I first got into Pulp, and I suppose Britpop during the Halcyon mid-90’s years, when Blur, Suede, Oasis, Texas etc were big. The song that planted the seed was of course Common People. It had that hook, of really ‘saying something’ which sort of transforms your life when you are a nebulous 15 year old, and opens you up to different ways of thinking, etc. The start of an ongoing love affair, with British bands, Pulp, and particularly Jarvis Cocker *swoon*. I had similar reactions to Underwear and Disco 2000, and thank fuck he played all 3 songs. Lemme just say, that Jarvis Cocker is the coolest cat of all the cool cats, and if this set was the only time I get to see them play in the my entire life, I am okay with that.

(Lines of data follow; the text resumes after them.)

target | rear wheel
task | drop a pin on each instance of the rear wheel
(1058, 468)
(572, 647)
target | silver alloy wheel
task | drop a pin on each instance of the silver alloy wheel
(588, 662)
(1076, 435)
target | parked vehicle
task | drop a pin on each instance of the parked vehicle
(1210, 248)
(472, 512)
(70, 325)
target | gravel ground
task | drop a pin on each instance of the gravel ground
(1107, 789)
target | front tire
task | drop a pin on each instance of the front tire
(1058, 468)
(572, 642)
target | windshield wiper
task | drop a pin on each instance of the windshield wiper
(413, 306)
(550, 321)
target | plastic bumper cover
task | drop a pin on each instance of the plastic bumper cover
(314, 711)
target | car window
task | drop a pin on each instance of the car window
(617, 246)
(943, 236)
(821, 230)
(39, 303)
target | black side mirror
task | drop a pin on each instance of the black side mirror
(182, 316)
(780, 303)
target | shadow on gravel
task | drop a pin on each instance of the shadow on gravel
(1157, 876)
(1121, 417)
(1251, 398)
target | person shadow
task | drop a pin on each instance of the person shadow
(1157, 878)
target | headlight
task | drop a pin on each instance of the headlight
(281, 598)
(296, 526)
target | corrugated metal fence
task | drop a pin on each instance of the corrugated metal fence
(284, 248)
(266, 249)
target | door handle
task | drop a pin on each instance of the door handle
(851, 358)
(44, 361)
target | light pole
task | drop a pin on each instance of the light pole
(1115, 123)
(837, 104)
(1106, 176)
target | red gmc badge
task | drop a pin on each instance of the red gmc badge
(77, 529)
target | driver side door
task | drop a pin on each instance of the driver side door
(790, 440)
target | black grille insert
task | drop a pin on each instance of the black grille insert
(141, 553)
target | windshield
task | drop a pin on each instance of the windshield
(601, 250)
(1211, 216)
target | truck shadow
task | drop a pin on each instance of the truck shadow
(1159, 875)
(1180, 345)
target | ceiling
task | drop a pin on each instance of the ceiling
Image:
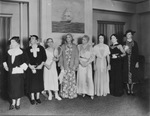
(132, 1)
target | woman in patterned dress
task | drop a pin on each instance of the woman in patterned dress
(102, 66)
(130, 61)
(85, 83)
(16, 62)
(50, 72)
(68, 62)
(37, 58)
(117, 53)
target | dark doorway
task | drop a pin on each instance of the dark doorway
(5, 25)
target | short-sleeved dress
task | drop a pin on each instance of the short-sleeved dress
(101, 79)
(69, 59)
(50, 75)
(85, 84)
(35, 80)
(116, 79)
(17, 61)
(129, 62)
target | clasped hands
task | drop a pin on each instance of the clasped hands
(84, 63)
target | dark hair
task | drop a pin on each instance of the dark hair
(129, 31)
(87, 37)
(71, 37)
(16, 38)
(105, 40)
(36, 37)
(114, 35)
(47, 41)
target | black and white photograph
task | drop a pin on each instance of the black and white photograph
(75, 57)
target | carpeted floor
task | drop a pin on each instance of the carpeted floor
(137, 105)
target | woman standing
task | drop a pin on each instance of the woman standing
(69, 61)
(37, 57)
(117, 52)
(16, 63)
(102, 65)
(50, 72)
(130, 61)
(84, 76)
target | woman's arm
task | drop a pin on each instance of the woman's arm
(122, 50)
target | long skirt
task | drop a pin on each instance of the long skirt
(16, 86)
(35, 81)
(85, 83)
(116, 81)
(101, 79)
(68, 86)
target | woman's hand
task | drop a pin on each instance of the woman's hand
(137, 65)
(6, 68)
(109, 67)
(55, 59)
(83, 63)
(95, 67)
(39, 66)
(32, 67)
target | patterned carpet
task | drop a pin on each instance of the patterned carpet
(137, 105)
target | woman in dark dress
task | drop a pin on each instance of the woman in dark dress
(37, 57)
(15, 63)
(117, 52)
(130, 61)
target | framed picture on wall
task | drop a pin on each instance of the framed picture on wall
(68, 16)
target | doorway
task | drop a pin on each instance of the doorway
(111, 27)
(5, 31)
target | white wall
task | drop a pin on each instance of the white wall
(110, 16)
(12, 8)
(46, 25)
(116, 6)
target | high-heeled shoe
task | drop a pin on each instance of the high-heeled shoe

I did laugh however, when my Brit friend was a peeved that he had changed the word Hampshire (her hometown) in Sorted for E's and Whizz "bloody Brisbane my arse."
Headliner Coldplay were next, and showed why they sell out arenas; big tunes, big screens, big fireworks. Special moments were had when the entire amphitheatre was singing along to Yellow. They encored with Clocks, which segued in a bit of ‘they try to make me go to Rehab’, and then “Fix You” (written for Gwyneth, who was so distraught with her father’s death and Chris couldn’t ‘fix her’ – aww).
Overall, I thoroughly enjoyed my time at Splendour. Given the amount of people who are crammed into a relatively small space, it seemed to run reasonably well. The rain that had been threatening for days stayed away, and despite the copious drinking, there wasn’t the ‘aggro’ that seems to be omnipresent at Big Day Out’s. In terms of fashion, it seems Reality Bites is back, and Tyler the Creator chic was in for a few of the fellas – Hawaiian shirts and long socks. As well as that ‘lumberjack hipster look’ – full beard, check shirt, black square glasses (that Jarvis Cocker has been wearing forever, mind) and tatts. For anyone umming and ahhing over whether to go or not, I would say that I think that if you are a music lover, you should go to Splendour at least once. Sure it’s expensive (2 cokes and dagwood dog for $18), and dusty, but it’s definitely an experience. And check your attitude – I will never understand those punters who want to squeeze the lemon, who stand around the edges of the stage and slag off the act – come on, as Elbow said, “have a good time and look after each other. “
“nothing can bring back the hour of splendour in the grass” – William Wordsworth.